I also thought it was a timing issue but all queries are affected. Even a SELECT name FROM cooks WHERE cookid = 1 query can cause the error to display.

Interesting, I think this is definitely an HAProxy issue. Hard to debug without logs at the moment.
Is it possible to configure TCP keepalive?

In HAProxy? I have option clitcpka in haproxy.cfg. I’ll need to do some reading of HAProxy’s documentation to see what other keepalive options are available.

Got the following from HAProxy’s log file:

Oct 14 18:36:30 videorender haproxy[18029]: 192.168.17.103:38590 [14/Oct/2021:18:35:30.242] psql psql/cockroach2 1/0/60744 69730 cD 2/2/1/0/0 0/0
Oct 14 18:36:36 videorender haproxy[18029]: 192.168.17.103:38598 [14/Oct/2021:18:35:36.651] psql psql/cockroach3 1/0/60228 37551 cD 1/1/0/0/0 0/0
Oct 14 18:48:23 videorender haproxy[18029]: 192.168.17.103:38628 [14/Oct/2021:18:47:23.822] psql psql/cockroach1 1/0/60027 4168 cD 1/1/0/0/0 0/0
Oct 14 20:43:52 videorender haproxy[18029]: 192.168.17.103:38734 [14/Oct/2021:20:42:38.813] psql psql/cockroach2 1/0/74022 228270 cD 2/2/1/0/0 0/0
Oct 14 20:44:14 videorender haproxy[18029]: 192.168.17.103:38772 [14/Oct/2021:20:43:11.955] psql psql/cockroach3 1/0/62780 218654 cD 1/1/0/0/0 0/0

My webserver (192.168.17.103) is the only computer that uses the database.

Originally had HAProxy on an Odroid MC1 which uses a usb-to-ethernet adapter so I installed HAProxy on a different server (more RAM, faster CPU, pci-e network card) but that didn’t make a noticeable difference.

The “EOF detected” part of the error made me think the users certificate and/or key file where corrupted so I generated a new client certificate and key pair. Still getting the error. Going to check the node keys next.

Connecting to the database through the load balancer from my main computer also has connection problems. As long as the queries are less than a minute a part, everything is fine. If I go more than 1 minute between queries the error message below appears. This time period matches with the timeout client|server settings in haproxy.cfg. I connected as the root user from my main computer.

Error message seen on cockroachdb command line:

invalid syntax: statement ignored: unexpected error: driver: bad connection
warning: connection lost!
opening new connection: all session settings will be lost

I am able to continue running queries successfully after this error message appears.

Ran sudo tail -f /var/log/haproxy.log while using the command line and about a minute after my last query to the database the following line appeared:

Oct 15 20:21:51 dbproxyone haproxy[18656]: 192.168.17.12:32984 [15/Oct/2021:20:17:16.903] psql psql/cockroach1 1/1/274664 44541 cD 2/2/1/0/0 0/0


Other items I’ve checked:

  • Re-ran cockroach gen haproxy to see if I had removed or changed something and noticed that the IP addresses for cockroach2 and cockroach3 are reversed. The IP addresses are also reversed in the DB console.

  • Got the CockroachDB log files to show in the DB console. All of the lines are marked as “info”.

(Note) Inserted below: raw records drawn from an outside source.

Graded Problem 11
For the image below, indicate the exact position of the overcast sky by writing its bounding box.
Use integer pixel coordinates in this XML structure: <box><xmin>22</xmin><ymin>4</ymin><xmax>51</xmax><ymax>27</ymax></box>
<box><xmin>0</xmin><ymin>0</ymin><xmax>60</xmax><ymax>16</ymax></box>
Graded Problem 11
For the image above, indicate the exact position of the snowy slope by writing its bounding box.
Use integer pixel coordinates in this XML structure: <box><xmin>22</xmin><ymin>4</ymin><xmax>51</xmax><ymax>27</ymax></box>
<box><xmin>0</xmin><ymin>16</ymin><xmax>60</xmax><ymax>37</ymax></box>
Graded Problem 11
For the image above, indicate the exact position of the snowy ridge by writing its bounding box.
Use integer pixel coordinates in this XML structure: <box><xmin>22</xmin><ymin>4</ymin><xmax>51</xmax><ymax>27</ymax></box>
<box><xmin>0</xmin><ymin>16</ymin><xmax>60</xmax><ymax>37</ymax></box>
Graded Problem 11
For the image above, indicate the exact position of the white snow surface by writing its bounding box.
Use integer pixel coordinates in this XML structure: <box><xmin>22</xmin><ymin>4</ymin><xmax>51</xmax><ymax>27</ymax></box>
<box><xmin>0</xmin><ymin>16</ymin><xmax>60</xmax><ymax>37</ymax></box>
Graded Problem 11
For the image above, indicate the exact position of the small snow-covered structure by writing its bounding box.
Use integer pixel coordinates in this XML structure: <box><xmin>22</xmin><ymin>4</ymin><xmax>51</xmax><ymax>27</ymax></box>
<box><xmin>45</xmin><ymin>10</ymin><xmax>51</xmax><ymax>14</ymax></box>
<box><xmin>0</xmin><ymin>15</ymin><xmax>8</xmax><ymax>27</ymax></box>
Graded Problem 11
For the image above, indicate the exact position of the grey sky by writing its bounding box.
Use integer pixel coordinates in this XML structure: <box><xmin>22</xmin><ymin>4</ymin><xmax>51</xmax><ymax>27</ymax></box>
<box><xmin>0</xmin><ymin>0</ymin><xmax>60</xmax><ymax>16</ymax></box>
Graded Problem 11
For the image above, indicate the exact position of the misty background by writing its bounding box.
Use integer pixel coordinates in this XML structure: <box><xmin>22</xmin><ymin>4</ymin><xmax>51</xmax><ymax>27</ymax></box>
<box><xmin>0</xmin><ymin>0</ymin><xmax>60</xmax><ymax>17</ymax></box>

  • Checked the node certificates and keys on each node and they show the correct info.

  • When I installed HAProxy from source, I did not include multi-threading support so I removed the cpu-map 1 0 and cpu-map 2 1 lines from haproxy.cfg. After restarting HAProxy, the website actually seems faster.

Do you happen to have show idle_in_session_timeout; set?

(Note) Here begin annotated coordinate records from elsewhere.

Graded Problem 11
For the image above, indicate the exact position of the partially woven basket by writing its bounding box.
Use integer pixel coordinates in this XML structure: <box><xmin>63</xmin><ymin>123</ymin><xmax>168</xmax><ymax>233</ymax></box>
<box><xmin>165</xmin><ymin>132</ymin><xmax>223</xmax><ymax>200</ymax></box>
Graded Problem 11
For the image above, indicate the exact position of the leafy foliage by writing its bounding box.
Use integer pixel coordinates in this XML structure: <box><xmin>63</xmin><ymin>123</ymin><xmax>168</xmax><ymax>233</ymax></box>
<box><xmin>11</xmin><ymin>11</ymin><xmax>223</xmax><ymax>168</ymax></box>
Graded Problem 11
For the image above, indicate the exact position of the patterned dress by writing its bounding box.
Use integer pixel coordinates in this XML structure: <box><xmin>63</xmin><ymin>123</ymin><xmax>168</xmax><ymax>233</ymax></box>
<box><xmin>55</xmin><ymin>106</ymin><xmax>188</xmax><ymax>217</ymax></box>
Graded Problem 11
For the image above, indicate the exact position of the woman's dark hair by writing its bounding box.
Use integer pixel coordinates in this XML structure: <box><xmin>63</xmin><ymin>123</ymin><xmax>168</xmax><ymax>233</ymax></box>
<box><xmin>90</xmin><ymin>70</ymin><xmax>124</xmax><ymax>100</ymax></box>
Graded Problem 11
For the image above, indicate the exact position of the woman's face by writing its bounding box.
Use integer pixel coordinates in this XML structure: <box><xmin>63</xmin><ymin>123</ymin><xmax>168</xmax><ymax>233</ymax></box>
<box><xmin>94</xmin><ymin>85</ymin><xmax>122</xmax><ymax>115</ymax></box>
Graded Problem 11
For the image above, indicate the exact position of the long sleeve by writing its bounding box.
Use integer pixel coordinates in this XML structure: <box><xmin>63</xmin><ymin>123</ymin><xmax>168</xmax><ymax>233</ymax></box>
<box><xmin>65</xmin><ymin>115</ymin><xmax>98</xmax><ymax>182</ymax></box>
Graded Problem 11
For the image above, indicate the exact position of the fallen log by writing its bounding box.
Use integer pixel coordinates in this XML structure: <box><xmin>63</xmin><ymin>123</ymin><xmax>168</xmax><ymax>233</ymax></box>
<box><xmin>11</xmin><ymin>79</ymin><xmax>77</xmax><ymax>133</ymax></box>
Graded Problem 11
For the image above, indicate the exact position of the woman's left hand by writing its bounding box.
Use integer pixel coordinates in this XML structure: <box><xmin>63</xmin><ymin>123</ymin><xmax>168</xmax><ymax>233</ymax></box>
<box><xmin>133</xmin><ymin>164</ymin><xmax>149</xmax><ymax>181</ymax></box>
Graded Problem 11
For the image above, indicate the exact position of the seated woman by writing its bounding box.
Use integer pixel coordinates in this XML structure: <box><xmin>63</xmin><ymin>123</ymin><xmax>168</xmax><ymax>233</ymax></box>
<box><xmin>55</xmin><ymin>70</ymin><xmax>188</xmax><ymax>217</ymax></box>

I am able to continue running queries successfully after this error message appears.

I suspect the connection is being killed by some timeout, HAProxy probably just spins up a new connection afterwards.

Problem solved!

HAProxy does not seem to like PDO::ATTR_PERSISTENT being set to (boolean)True.

I changed it to (boolean)False and the error went away.